Words don't come as easily as they once did.  And when they do, they arrive fragmented, not because over time they have deteriorated, like those ancient papyrus papers that hold the fragile remains of Sappho's poetries, but because they are born that way, fragments of thought, bites of ideas, slivers of images, all fragile in their newborn way.  Maybe I can teach myself to write again, to rediscover the patience required to sit and sit and sit, to not jump at the slightest distraction, to not become discouraged by silence, to retrain myself to rearrange the fragments, to accept what comes as it does, to learn how to sew again.

Where is the need born, to stitch the random events of our lives into stories?  Why are certain story arcs satisfying, while others make us frustrated? Why is it cruel to end a story before its proper conclusion?
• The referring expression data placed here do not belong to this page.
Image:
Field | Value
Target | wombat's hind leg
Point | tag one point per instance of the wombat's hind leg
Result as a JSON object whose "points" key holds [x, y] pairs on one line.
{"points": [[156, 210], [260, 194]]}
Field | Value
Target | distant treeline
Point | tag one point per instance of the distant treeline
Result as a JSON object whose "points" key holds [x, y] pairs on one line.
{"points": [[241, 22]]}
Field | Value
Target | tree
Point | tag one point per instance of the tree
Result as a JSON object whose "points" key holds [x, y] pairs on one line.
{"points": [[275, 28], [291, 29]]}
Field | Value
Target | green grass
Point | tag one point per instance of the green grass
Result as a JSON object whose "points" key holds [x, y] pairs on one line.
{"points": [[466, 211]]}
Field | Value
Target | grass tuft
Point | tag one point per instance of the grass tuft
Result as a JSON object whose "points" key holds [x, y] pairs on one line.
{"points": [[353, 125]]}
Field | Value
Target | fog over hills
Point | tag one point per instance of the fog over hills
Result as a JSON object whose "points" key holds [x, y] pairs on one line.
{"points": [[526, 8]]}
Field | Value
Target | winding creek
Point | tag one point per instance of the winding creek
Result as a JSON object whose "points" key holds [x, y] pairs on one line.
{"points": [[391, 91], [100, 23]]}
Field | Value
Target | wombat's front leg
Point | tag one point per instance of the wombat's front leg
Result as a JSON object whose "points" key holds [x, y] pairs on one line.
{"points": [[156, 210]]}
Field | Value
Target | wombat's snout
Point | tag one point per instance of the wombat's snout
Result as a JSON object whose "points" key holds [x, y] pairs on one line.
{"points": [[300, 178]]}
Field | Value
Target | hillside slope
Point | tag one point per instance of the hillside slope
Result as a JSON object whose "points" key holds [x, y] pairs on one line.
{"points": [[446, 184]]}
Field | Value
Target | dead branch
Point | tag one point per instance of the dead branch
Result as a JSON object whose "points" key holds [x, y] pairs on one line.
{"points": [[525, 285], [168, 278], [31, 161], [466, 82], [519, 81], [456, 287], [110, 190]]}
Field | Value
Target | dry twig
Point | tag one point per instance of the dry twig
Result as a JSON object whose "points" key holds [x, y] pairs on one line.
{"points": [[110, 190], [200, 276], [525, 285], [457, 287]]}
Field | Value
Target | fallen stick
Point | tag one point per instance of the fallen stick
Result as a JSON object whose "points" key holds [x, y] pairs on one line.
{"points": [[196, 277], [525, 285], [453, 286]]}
Why is it so unacceptable to end without some glimmer of hope or change in a character's disposition?

These are things I've been thinking about, the things that keep me from making a single clear and uninterrupted statement.  Words don't come as easily as they once did.  How easy it is to believe that with practice we become more competent at what we do, how hard it is to accept that this is not always true.

Have I forgotten what it is to play?  Why do we do the things we do?  Does it all come back, as I've heard it said in a film I once saw on public television, does everything we do revolve around reproduction, of patterns, of cycles, of DNA, of ourselves?  Do our stories mirror our desires, the simple desire to love and be loved, to open ourselves up like flowers to the sun?  Does the story arc exist in this form because it mimics sexual encounters?  After all, I've heard it reported once long ago on public radio that when we listen to stories told, our brains release the same chemicals that are released during acts of love which we learned at some point, whether from a book kept under the bed, or a conversation overheard, or a film strip in a shuttered grade school classroom, we learned at some embarrassing point that all of this grows out of an aching need, out of a primal desire, an unalterable indefatigable microscopic drive towards reproduction.
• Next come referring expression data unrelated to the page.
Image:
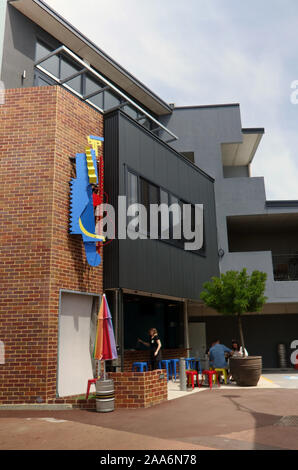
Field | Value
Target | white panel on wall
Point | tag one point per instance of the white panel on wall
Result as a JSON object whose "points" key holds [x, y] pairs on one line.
{"points": [[74, 360]]}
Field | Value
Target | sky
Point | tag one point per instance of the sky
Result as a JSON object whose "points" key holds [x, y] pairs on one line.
{"points": [[195, 52]]}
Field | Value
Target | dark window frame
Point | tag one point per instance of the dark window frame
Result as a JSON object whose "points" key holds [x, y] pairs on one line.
{"points": [[173, 242]]}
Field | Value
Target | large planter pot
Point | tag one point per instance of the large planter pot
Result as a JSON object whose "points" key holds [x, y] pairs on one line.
{"points": [[246, 371]]}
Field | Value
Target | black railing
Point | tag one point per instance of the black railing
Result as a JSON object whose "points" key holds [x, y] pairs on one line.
{"points": [[285, 267]]}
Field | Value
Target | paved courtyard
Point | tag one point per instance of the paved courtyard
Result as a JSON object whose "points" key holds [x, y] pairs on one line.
{"points": [[229, 417]]}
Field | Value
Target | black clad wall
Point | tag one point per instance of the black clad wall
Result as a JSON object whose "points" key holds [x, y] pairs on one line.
{"points": [[151, 265]]}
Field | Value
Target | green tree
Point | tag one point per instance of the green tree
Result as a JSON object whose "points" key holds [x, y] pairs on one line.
{"points": [[235, 293]]}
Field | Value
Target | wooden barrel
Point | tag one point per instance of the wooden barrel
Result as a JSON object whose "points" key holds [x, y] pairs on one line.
{"points": [[105, 396], [246, 371]]}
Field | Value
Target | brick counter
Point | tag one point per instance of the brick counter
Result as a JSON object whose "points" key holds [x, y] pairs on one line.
{"points": [[139, 389], [136, 356]]}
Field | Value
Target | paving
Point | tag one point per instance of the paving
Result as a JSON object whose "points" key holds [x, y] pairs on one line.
{"points": [[222, 418]]}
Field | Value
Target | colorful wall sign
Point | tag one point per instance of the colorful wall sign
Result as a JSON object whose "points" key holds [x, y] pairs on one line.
{"points": [[82, 216]]}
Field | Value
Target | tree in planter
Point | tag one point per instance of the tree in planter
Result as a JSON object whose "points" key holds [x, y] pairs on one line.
{"points": [[236, 293]]}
These are the things I've been thinking about, the things that keep me from making a single clear and uninterrupted statement.  Please excuse me.  I've wandered far from where I thought I was going.


  1. Joanna, I love your posts about the difficulty in writing. They are so insightful, honest, and beautifully written. Perhaps you could publish a collection of essays on how difficult it is to write? I would certainly buy it. :)

    1. What a lovely comment to get on a rainy evening! Thank you, Joy! Who knows, maybe there will be a book someday soon.